Sa perché sono entrata in manicomio? Perché la persona che amavo più di me stessa, mio marito, mi ha tradito, facendomi passare per demente. Hanno creduto a lui e non a me perché era più forte, era quello che portava i soldi a casa. Si è disfatto di me. Però a volte penso che se non avessi provato sulla mia pelle l’esperienza tremenda del tradimento, e quindi quella del “lager”, dopo non avrei scritto gran parte delle mie poesie più belle. Dopo tutto, volendo usare una metafora religiosa, se non ci fosse stato Giuda non avremmo avuto il Cristianesimo. Con gli anni ho capito che quel “mezzo” terribile (il tradimento, n.d.r.), che ha sfasciato una famiglia, e che poteva distruggere la mia anima per sempre, è stato una linfa vitale per la mia poesia. Non avrei mai potuto scrivere la mia raccolta più bella, “La terra santa”.
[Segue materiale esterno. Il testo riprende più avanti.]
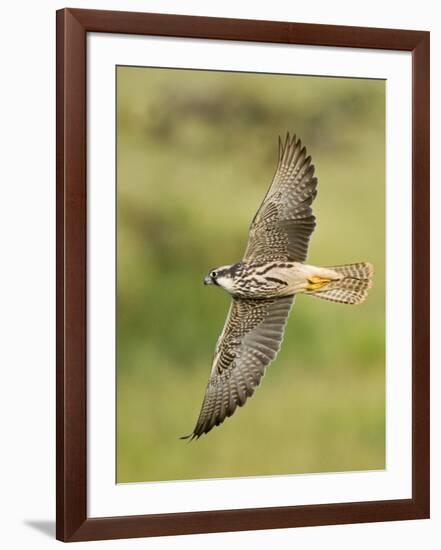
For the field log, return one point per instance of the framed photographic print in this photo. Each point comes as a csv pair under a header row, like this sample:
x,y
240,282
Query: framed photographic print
x,y
242,274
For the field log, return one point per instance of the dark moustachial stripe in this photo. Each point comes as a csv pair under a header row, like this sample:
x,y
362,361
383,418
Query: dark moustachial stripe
x,y
276,280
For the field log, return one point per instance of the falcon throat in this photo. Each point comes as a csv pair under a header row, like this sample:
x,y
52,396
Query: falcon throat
x,y
248,280
264,283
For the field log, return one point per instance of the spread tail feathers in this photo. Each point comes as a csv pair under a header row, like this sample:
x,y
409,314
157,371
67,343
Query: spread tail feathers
x,y
351,286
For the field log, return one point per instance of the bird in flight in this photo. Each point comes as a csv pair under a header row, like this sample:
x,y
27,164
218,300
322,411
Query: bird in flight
x,y
264,283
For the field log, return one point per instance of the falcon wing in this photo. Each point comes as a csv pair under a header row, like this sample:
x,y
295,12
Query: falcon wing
x,y
249,342
283,225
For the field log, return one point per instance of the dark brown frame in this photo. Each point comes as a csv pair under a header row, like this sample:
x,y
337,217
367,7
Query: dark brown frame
x,y
72,521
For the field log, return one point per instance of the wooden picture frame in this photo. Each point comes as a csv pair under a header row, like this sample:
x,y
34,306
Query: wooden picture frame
x,y
73,523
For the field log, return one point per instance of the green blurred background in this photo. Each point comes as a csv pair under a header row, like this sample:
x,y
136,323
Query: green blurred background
x,y
196,151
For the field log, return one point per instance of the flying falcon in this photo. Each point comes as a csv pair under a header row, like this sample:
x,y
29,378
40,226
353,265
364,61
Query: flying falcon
x,y
264,283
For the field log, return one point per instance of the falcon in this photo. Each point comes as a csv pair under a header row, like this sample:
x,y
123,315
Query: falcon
x,y
264,283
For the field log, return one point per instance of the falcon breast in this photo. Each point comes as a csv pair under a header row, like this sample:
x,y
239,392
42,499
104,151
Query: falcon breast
x,y
264,283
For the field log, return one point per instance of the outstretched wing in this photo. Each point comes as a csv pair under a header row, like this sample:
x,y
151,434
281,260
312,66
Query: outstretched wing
x,y
283,225
249,342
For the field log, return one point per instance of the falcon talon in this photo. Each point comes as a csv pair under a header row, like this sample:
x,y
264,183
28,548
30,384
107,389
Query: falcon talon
x,y
264,283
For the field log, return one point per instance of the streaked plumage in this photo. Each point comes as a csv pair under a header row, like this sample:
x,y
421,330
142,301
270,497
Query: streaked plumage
x,y
264,283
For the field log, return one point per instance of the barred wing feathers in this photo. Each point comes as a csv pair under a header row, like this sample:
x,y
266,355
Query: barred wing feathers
x,y
250,340
283,225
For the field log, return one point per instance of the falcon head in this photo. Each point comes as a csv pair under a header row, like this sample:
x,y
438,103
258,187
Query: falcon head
x,y
224,276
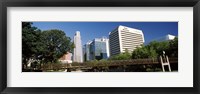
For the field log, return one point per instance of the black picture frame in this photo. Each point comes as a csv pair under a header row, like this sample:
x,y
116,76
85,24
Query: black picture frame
x,y
98,3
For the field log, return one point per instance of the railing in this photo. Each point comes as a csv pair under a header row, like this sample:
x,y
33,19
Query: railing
x,y
107,63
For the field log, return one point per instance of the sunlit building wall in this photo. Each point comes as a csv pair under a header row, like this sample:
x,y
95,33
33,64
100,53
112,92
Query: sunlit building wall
x,y
123,38
78,53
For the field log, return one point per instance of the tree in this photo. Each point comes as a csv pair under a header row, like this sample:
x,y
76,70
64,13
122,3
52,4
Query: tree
x,y
30,42
56,44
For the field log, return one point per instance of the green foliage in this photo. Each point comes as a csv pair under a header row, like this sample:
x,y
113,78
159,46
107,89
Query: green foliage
x,y
31,42
56,45
45,46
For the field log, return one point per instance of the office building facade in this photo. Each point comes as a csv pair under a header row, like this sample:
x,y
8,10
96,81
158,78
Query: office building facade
x,y
123,38
78,53
97,49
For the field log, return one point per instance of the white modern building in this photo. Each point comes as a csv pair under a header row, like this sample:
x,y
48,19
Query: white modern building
x,y
78,53
97,49
165,38
66,58
123,38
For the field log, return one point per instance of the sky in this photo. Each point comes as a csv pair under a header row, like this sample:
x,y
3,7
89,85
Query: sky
x,y
91,30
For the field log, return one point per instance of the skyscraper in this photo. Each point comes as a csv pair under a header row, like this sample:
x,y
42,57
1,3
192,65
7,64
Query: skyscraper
x,y
123,38
78,53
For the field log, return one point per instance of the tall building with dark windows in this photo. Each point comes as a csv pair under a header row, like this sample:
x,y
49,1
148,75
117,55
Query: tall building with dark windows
x,y
123,38
78,53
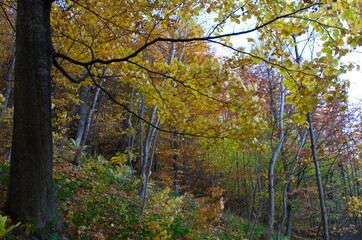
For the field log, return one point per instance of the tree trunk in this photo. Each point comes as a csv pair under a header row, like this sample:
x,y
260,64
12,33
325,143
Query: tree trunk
x,y
82,112
271,188
78,154
318,177
9,83
31,191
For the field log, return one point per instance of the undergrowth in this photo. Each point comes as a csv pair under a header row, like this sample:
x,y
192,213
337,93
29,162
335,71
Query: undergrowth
x,y
100,201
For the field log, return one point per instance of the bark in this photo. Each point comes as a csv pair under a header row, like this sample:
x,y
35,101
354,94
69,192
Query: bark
x,y
82,112
318,177
9,85
31,191
271,188
287,207
78,154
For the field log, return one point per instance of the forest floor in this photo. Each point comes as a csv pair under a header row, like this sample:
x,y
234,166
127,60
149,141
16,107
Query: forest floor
x,y
100,201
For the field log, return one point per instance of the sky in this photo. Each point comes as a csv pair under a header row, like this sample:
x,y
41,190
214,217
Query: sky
x,y
354,76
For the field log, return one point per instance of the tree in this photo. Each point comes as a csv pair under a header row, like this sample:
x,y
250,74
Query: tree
x,y
31,191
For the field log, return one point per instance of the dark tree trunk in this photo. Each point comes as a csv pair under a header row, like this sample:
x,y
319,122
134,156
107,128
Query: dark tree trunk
x,y
31,191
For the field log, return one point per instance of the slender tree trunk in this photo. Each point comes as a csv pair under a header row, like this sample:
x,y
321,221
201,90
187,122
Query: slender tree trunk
x,y
271,186
9,85
78,154
31,190
318,177
287,207
82,112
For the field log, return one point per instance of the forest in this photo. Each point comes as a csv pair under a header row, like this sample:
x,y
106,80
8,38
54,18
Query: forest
x,y
180,119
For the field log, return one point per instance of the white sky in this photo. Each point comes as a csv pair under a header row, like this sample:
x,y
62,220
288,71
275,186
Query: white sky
x,y
355,76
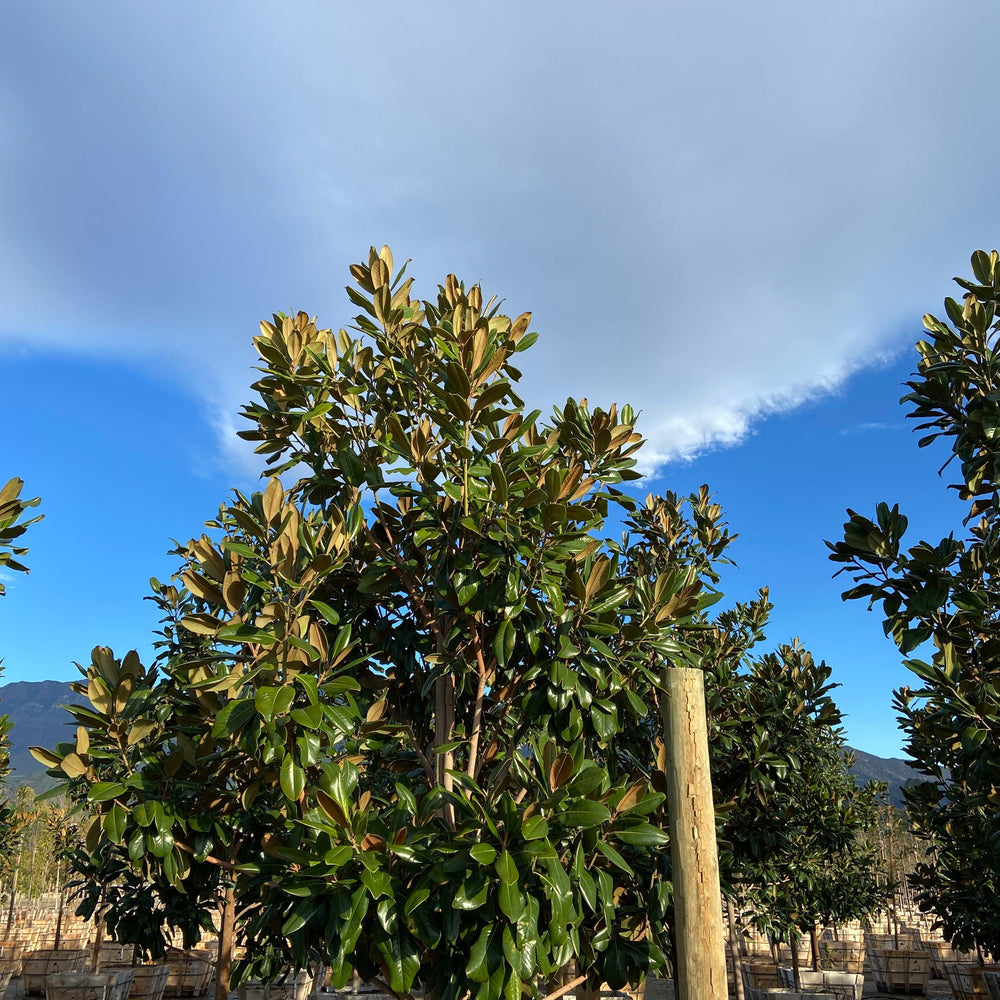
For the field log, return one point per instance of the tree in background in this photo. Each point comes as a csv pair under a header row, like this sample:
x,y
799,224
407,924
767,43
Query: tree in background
x,y
944,596
396,700
797,826
13,524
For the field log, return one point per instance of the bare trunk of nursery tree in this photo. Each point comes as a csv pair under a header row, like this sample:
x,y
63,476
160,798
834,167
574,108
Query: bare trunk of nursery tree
x,y
225,945
701,955
735,947
95,951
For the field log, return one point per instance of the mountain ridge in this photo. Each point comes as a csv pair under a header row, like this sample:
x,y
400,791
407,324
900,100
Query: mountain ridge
x,y
35,708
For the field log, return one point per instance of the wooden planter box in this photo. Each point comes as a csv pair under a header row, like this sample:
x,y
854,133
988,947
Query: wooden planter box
x,y
900,971
190,973
844,956
967,981
942,954
906,940
148,981
88,986
299,987
844,985
12,956
47,962
759,977
991,977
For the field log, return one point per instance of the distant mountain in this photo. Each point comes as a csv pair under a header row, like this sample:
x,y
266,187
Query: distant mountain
x,y
896,773
39,721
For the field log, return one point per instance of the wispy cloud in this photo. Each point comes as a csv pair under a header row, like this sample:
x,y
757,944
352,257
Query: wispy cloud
x,y
715,212
864,428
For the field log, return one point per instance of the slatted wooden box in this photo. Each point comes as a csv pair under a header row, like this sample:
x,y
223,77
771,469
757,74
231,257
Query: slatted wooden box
x,y
89,986
47,962
148,981
906,972
967,980
12,957
298,987
843,956
942,954
190,972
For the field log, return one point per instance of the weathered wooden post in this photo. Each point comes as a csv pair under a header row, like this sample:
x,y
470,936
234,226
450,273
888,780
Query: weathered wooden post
x,y
701,955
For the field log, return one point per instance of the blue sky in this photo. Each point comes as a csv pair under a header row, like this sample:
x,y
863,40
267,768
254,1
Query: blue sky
x,y
732,217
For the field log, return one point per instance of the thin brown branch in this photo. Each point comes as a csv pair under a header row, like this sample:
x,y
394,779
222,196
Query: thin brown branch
x,y
477,714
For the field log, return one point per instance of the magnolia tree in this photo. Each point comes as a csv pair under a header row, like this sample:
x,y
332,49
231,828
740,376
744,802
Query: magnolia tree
x,y
943,597
796,824
394,720
13,524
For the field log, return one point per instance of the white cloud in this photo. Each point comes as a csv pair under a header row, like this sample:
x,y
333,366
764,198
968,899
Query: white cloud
x,y
715,211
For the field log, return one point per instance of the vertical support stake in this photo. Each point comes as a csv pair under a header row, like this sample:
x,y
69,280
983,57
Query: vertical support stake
x,y
701,955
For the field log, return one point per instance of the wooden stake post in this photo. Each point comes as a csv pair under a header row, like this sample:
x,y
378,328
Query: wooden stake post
x,y
701,955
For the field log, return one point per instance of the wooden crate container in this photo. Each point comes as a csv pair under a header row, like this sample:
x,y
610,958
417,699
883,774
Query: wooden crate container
x,y
89,986
804,950
842,956
762,975
967,981
992,979
843,985
46,962
12,956
900,971
298,987
190,973
942,954
907,939
148,981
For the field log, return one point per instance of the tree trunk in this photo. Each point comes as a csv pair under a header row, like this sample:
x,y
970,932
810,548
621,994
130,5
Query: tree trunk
x,y
95,950
736,947
13,893
225,945
59,914
444,728
701,954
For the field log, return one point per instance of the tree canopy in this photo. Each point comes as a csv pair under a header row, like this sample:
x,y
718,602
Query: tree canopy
x,y
940,600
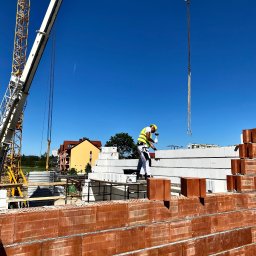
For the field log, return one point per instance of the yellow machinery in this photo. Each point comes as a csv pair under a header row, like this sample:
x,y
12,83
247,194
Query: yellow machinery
x,y
14,100
13,159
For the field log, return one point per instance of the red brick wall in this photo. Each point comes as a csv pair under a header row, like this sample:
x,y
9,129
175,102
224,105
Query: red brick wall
x,y
223,223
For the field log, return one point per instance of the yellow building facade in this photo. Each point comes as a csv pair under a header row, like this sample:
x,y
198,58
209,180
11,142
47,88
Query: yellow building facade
x,y
82,154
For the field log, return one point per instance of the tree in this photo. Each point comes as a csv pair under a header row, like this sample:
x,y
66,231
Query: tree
x,y
88,168
125,145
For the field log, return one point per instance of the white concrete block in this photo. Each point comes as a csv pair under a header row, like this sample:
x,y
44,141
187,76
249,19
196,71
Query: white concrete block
x,y
219,186
109,149
109,155
191,172
106,169
193,163
198,152
128,163
3,204
3,194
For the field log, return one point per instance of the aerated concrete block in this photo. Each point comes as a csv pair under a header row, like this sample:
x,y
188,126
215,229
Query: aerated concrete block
x,y
109,149
114,155
221,152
Ho odiato mio marito per il male che mi ha fatto. Uscita dal manicomio non ho raccontato nulla di ciò che mi era capitato né a lui né ad altri. Poi, dopo cinque anni, mi sono messa a scrivere “L’altra verità. Diario di una diversa”, che nessuno voleva pubblicare, visto che per la prima volta raccontavo gli orrori che subivamo noi matti. Avevo messo il dito nella piaga. Lui, il mio primo marito, era in fin di vita. Io, nonostante tutto, l’ho curato fino all’ultimo. Quando ha letto quelle pagine, piangendo mi ha chiesto di perdonarlo, non poteva credere che io fossi stata vittima, insieme a tanti altri, di tali soprusi».
 
Sa perché sono entrata in manicomio? Perché la persona che amavo più di me stessa, mio marito, mi ha tradito, facendomi passare per demente. Hanno creduto a lui e non a me perché era più forte, era quello che portava i soldi a casa. Si è disfatto di me. Però a volte penso che se non avessi provato sulla mia pelle l’esperienza tremenda del tradimento, e quindi quella del “lager”, dopo non avrei scritto gran parte delle mie poesie più belle. Dopo tutto, volendo usare una metafora religiosa, se non ci fosse stato Giuda non avremmo avuto il Cristianesimo. Con gli anni ho capito che quel “mezzo” terribile (il tradimento, n.d.r.), che ha sfasciato una famiglia, e che poteva distruggere la mia anima per sempre, è stato una linfa vitale per la mia poesia. Non avrei mai potuto scrivere la mia raccolta più bella, “La terra santa”.
Ho odiato mio marito per il male che mi ha fatto. Uscita dal manicomio non ho raccontato nulla di ciò che mi era capitato né a lui né ad altri. Poi, dopo cinque anni, mi sono messa a scrivere “L’altra verità. Diario di una diversa”, che nessuno voleva pubblicare, visto che per la prima volta raccontavo gli orrori che subivamo noi matti. Avevo messo il dito nella piaga. Lui, il mio primo marito, era in fin di vita. Io, nonostante tutto, l’ho curato fino all’ultimo. Quando ha letto quelle pagine, piangendo mi ha chiesto di perdonarlo, non poteva credere che io fossi stata vittima, insieme a tanti altri, di tali soprusi».

che storia! In fin dei conti per curarlo l'aveva già perdonato.